La corteza de duro de Albertino vacilaba ante un desgraciado como ese. ¿Adonde había ido a parar su paz interior? ¿Bastaba con un cabezazo para desenmascararle? ¿Adonde había ido a parar Buda? Era un mierda, un charlatán como todos los demás.

Basta. Quería dejarle el dinero, guardarse los huevos y largarse de allí. Pero el otro había cogido carrerilla:

—... Sé que os reís a mis espaldas. ¿Crees que no lo sé? Mira ese jipioso... Mira ese desgraciado que se ha fumado hasta el cerebro. Pero se acabó. Estoy cansado. Me lo he currado bien. Yo también quiero tener una casa normal, un coche, telepiü... Ese cabrón del Jaguar me obliga a ir de aquí para allá todos los meses. Ya no puedo más.

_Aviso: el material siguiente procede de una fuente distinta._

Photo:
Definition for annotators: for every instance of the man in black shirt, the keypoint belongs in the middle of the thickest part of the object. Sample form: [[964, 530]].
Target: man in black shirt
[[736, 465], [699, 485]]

De modo que me tienes que dar ese dinero. Este caballo lo vale —mientras hablaba se apretaba la cara con la camiseta, que ya estaba roja.

—Estás loco. No te das cuenta de lo que dices. Acordaste un precio con el Jaguar... Ese te corta los huevos si intentas siquiera pedirle más.

—Ese caballo lo vale. Y punto. De modo que no saldrás de aquí si no me das la pasta o el caballo.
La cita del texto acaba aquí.